You know, I can't look at a centaur costume without something in the back of my mind whispering "pantomime horse!"
The Crying of Natter 49
Off-topic discussion. Wanna talk about corsets, duct tape, or physics? This is the place. Detailed discussion of any current-season TV must be whitefonted.
You know, I can't look at a centaur costume without something in the back of my mind whispering "pantomime horse!"
Does the voice sound like John Cleese?
Moving on from centaurs to... tiny piglets!
IT’S Drinky and Perky! A pint-sized piglet called Perky risks turning into a lager snout — as he tries to hog a beer all to himself.
The five-day-old porker, who weighs less than 2lbs and is just 9ins tall, is the tiniest pig ever born at Pennywell Farm in Buckfastleigh, Devon.
Director Nicky Murray, 40, said: “He’s the smallest and cutest we’ve ever had. The staff here can’t get enough of him.”
Cutest. Pig. Evah!
Does the Sun have a regular weird animal feature?
It's a good thing that the tiniest piglet doesn't live anywhere near the Ginormous cat. . .
I don't mind receiving the atheist hate mail, since I know that in a few years, many of these same people will either be Muslim extremists (redundant) or helping the country fall further in its fight against the creep of Islamic imposition on America . . . or both.
Apparently she doesn't quite get that Muslims by definition cannot be atheists? And that I want to punch her in the face for the (redundant)?

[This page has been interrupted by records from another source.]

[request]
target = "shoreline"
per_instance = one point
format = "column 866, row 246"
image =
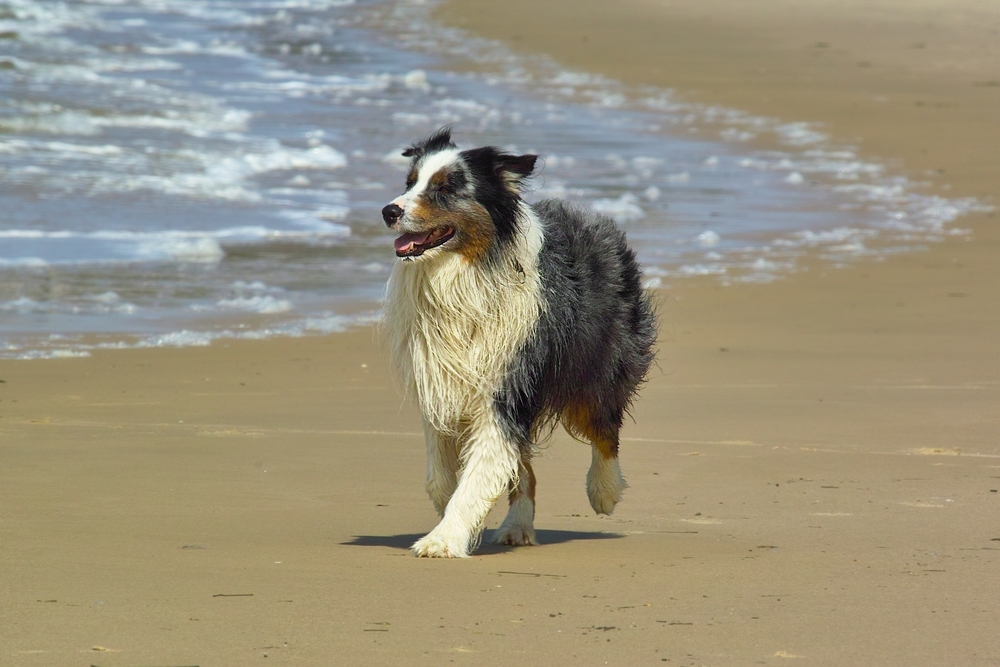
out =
column 813, row 465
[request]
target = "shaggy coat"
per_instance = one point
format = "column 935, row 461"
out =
column 504, row 319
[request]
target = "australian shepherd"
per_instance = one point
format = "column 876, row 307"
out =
column 505, row 318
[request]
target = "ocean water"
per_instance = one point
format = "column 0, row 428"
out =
column 177, row 171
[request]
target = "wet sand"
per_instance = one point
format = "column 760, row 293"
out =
column 814, row 464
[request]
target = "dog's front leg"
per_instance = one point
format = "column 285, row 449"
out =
column 489, row 464
column 442, row 466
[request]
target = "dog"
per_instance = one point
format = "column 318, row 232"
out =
column 504, row 319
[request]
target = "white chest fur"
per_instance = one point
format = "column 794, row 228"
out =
column 454, row 326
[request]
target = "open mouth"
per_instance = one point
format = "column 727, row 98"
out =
column 414, row 245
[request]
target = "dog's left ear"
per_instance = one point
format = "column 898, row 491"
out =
column 514, row 169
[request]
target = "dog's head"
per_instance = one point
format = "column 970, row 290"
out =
column 457, row 201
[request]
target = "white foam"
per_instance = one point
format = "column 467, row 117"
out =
column 708, row 239
column 624, row 209
column 266, row 305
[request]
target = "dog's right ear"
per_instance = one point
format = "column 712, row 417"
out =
column 515, row 169
column 439, row 141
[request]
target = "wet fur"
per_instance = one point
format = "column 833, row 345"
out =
column 527, row 316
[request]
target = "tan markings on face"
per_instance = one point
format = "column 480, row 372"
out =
column 579, row 420
column 474, row 231
column 439, row 178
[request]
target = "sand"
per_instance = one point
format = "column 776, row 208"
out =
column 814, row 464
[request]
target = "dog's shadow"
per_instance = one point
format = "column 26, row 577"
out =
column 487, row 547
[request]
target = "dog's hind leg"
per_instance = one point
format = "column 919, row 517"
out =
column 518, row 527
column 604, row 479
column 489, row 464
column 442, row 466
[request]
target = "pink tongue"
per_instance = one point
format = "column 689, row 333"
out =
column 406, row 241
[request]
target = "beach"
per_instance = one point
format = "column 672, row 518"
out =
column 813, row 465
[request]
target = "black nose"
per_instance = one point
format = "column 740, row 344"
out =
column 391, row 214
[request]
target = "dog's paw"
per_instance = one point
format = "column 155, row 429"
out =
column 605, row 484
column 515, row 536
column 436, row 545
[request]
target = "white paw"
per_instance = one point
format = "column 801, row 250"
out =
column 605, row 484
column 437, row 544
column 516, row 536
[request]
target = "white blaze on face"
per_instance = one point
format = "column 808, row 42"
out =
column 425, row 172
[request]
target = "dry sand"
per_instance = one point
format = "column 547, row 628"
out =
column 814, row 465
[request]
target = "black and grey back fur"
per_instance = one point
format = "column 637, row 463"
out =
column 505, row 318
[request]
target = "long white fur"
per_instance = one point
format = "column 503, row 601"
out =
column 454, row 327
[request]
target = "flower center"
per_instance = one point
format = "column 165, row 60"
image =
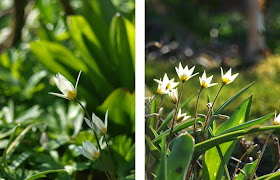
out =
column 71, row 94
column 104, row 130
column 226, row 80
column 204, row 84
column 96, row 154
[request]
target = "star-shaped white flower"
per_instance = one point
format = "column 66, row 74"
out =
column 182, row 117
column 97, row 125
column 185, row 73
column 165, row 85
column 206, row 82
column 89, row 150
column 66, row 87
column 173, row 94
column 227, row 77
column 276, row 119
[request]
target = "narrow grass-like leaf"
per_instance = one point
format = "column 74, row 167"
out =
column 180, row 157
column 162, row 173
column 248, row 169
column 271, row 176
column 153, row 149
column 43, row 174
column 232, row 98
column 207, row 144
column 176, row 129
column 169, row 117
column 248, row 124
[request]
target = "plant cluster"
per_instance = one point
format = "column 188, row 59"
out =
column 181, row 147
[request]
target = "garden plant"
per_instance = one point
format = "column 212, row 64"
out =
column 200, row 145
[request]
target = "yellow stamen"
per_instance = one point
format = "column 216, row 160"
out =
column 225, row 80
column 168, row 86
column 71, row 94
column 203, row 84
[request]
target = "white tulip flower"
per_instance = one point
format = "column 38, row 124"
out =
column 182, row 117
column 165, row 85
column 227, row 77
column 66, row 87
column 97, row 125
column 206, row 82
column 185, row 73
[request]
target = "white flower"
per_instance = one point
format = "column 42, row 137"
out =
column 89, row 150
column 173, row 94
column 97, row 125
column 186, row 73
column 66, row 87
column 227, row 77
column 277, row 119
column 165, row 85
column 206, row 82
column 182, row 117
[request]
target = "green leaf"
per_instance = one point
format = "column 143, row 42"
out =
column 124, row 114
column 162, row 173
column 232, row 98
column 248, row 124
column 153, row 149
column 271, row 176
column 180, row 157
column 177, row 128
column 209, row 143
column 213, row 168
column 169, row 117
column 248, row 169
column 43, row 174
column 120, row 51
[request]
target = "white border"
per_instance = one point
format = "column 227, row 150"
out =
column 139, row 89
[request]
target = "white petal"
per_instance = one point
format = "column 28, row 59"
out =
column 88, row 122
column 59, row 95
column 106, row 118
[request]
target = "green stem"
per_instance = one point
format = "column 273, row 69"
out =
column 174, row 116
column 110, row 159
column 158, row 117
column 195, row 116
column 96, row 137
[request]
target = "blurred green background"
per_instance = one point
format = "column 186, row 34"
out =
column 39, row 38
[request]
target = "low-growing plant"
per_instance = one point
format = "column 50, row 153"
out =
column 181, row 147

Today I have discovered that getting to work early means I get bored that much more quickly.
Wee tiny piglet! I showed the picture to my co-workers, and one said, "Man, that's only a couple strips of bacon!"
OMG so angry. I left my house at 8:10. I just got to my office. Some train problem, but the upshot was that I stood on an outdoor platform for 45 minutes with no information before I gave up and walked to a different station with different trains, and took some crazy convoluted route to work. THIS is why I don't like to come in to work! It's not even the work!
Apparently she doesn't quite get that Muslims by definition cannot be atheists?
I think what she's talking about is that "American Taliban" guy - he was (according to her) raised atheist. So from this one example she infers that many American atheists will become Muslim extremists. Oh, and she blames atheism in Europe for those countries becoming dominated by Muslim extremists. Or something.
The obvious solution to your problem, Jesse, is to move to Brooklyn.
Also, since atheists are by definition evil, the next logical step from believing in no god is to believe in the evil god who hates America. Or something.